I hesitated, the words catching like hooks in my throat. “I’ve been having persistent headaches...and there are two positive tests.” My voice was barely a whisper.
He took a second to process this. “Oh, right,” he said. “I understand. We’ll take good care of you. Let’s start with some basics and go from there.”
“Thank you,” I managed to say, tucking away my fears. There would be time enough for those later. For now, I was just another patient in Dr. Alvarez’s capable hands, clinging to the hope that maybe, just maybe, things would be okay.
A few minutes later, I was sitting at the examination table.
“Take a deep breath for me, Dr. Bentley,” Dr. Alvarez had instructed as he pressed the stethoscope against my back. I complied, feeling the cool metal through the fabric of my tank top, inhaling the sterile scent of the clinic that had become too familiar in the last hour. The crisp paper beneath me crinkled with every shift of my body, each sound echoing my unease.
“Any discomfort here?” His touch was clinical as he palpated my abdomen, eyes focused, searching for signs I couldn’t begin to understand.

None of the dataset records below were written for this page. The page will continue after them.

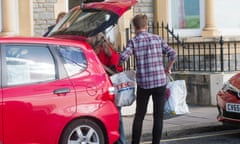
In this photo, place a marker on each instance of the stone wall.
(43, 15)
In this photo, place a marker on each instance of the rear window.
(84, 23)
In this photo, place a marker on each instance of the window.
(28, 64)
(227, 16)
(187, 17)
(74, 59)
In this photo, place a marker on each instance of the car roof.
(42, 40)
(116, 6)
(91, 18)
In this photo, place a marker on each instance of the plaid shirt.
(149, 50)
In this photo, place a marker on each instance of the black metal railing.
(215, 55)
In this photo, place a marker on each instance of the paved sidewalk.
(199, 117)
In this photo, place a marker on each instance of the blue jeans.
(158, 98)
(122, 138)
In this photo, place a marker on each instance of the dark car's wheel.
(83, 131)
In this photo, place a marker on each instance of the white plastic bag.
(176, 102)
(124, 83)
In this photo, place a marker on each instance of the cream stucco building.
(32, 17)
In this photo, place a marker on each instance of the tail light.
(109, 94)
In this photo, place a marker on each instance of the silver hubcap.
(83, 135)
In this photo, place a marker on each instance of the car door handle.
(61, 91)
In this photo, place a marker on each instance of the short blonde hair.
(140, 21)
(60, 16)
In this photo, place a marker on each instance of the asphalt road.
(221, 135)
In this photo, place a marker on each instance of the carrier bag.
(176, 101)
(124, 83)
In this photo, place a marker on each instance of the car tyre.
(83, 131)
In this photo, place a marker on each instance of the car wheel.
(83, 131)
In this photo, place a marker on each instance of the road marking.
(227, 132)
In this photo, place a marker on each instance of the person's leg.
(141, 107)
(158, 96)
(122, 138)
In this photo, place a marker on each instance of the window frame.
(189, 32)
(4, 64)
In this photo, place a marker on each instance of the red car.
(55, 90)
(228, 101)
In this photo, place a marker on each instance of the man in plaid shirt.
(149, 50)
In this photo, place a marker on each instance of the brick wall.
(43, 15)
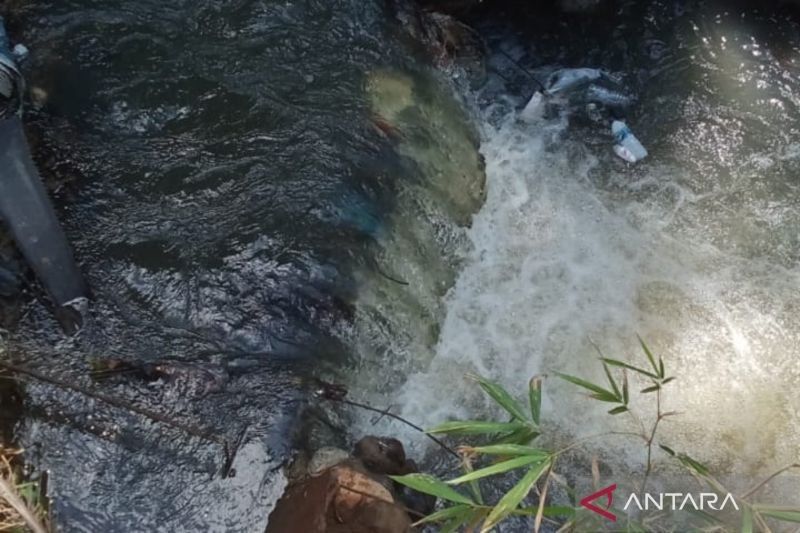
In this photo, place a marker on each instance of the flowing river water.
(265, 189)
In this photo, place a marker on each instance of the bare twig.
(399, 418)
(9, 494)
(768, 479)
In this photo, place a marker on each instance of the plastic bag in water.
(569, 78)
(608, 97)
(532, 109)
(627, 145)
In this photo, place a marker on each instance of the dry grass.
(21, 506)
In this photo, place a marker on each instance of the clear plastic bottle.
(627, 146)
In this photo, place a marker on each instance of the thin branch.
(398, 418)
(770, 478)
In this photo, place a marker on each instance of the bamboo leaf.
(445, 514)
(785, 514)
(477, 427)
(535, 398)
(625, 395)
(549, 511)
(747, 520)
(455, 524)
(611, 381)
(691, 464)
(623, 364)
(428, 484)
(497, 468)
(510, 449)
(667, 449)
(502, 397)
(474, 486)
(649, 354)
(584, 384)
(521, 436)
(607, 396)
(512, 498)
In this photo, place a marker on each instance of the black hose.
(27, 211)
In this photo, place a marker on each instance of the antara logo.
(671, 501)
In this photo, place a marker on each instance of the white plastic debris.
(20, 52)
(627, 146)
(607, 97)
(569, 78)
(532, 109)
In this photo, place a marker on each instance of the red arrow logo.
(608, 492)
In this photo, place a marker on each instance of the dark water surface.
(229, 179)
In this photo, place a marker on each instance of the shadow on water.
(230, 182)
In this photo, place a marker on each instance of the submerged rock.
(381, 455)
(352, 494)
(434, 132)
(345, 498)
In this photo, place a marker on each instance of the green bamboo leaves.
(507, 449)
(618, 392)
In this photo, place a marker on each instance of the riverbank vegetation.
(23, 506)
(508, 447)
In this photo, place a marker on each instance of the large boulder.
(346, 498)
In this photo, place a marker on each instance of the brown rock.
(344, 499)
(381, 455)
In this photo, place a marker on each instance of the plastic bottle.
(532, 109)
(569, 78)
(627, 146)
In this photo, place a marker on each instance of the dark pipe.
(24, 203)
(27, 210)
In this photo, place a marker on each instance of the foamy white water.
(572, 248)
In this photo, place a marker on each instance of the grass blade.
(428, 484)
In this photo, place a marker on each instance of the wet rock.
(435, 135)
(325, 458)
(9, 283)
(453, 7)
(344, 499)
(381, 455)
(450, 42)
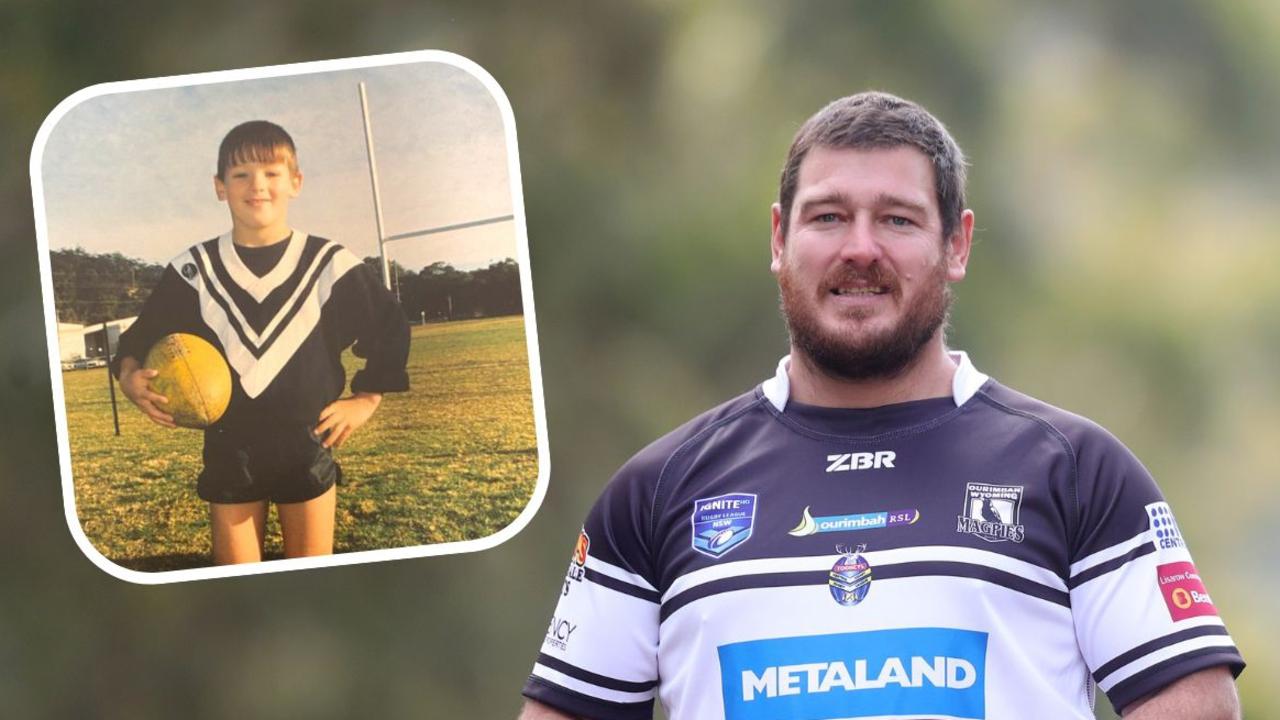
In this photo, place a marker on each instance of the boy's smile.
(259, 195)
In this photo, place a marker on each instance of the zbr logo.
(722, 523)
(844, 461)
(913, 673)
(991, 513)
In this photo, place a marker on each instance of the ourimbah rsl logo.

“None,” I replied, staring at the ceiling, willing myself to be anywhere but on this examination table.
“Alright, we’re going to run a few tests. It won’t take long.” Dr. Alvarez’s reassurance was meant to comfort, but the wait churned my insides more viciously than any centrifuge. “We could do another urine test for hCG, but I have a feeling you’re going to want a blood test.”
“Is it more accurate?” I asked, grasping at the hope of certainty.
“Both tests are accurate,” he said with a gentle smile. “However, a blood test can provide quantitative results, telling us how much hCG is in your system. This might give you some peace of mind.”
The mention of peace of mind sent a hollow laugh rising up my throat, but I swallowed it back, nodding instead. “Yes, let’s do the blood test. Will you be able to tell how far along I am?”
Dr. Alvarez nodded, a thoughtful frown playing on his lips. “We can estimate based on the hCG levels, yes. But keep in mind that it’s just an estimation. An ultrasound would be more accurate.”
I took a steadying breath, decision made. “Let’s do both.”
He gave my shoulder a reassuring pat, pulling his sterile gloves off with a snap. “Alright, I’ll have the nurse order your tests and we’ll get started. Get comfortable, Dr. Bentley. I have a feeling you’re going to be here for a good while.”
Dr. Alvarez’s prediction proved correct. The tests were time-consuming, the waiting heavy, pressing down on me with an intensity that seemed to consume all else. A technician rolled in with an ultrasound machine, positioning it next to my examination bed with the precision of years of practice. Her name tag read ‘Nancy’, and she smiled at me gently, aware of the tenseness that clung to me like a second skin.
“Hi, honey. Just breathe, okay? This is going to be a little cold on your skin.”
The cold gel sliding over my stomach sending tremors up my spine. I watched her eyes flicker over the monitor, her silence amplified by the steady hum of the machine.
The room shrank with every passing second, until there was only Nancy and me and the dull grey images flashing across the ultrasound screen. Numbers and data points blurred into a confusing jumble, my scientific mind scrambling to find answers where there were none.
Then, a sound cut through the discord - a tiny rhythm pulsing with life. A heartbeat. So fast, I almost couldn’t compute it.
The impact was immediate. It was a jolt of electricity, a free-fall, a seismic shift beneath my foundation. The world seemed to tilt on its axis, everything suddenly off-kilter.
“Is that...?” My voice tapered off into nothingness as Nancy nodded, her smile gentle, her eyes filled with a kindness that made the room feel less cold.
“Yes, honey. That’s your baby’s heartbeat.”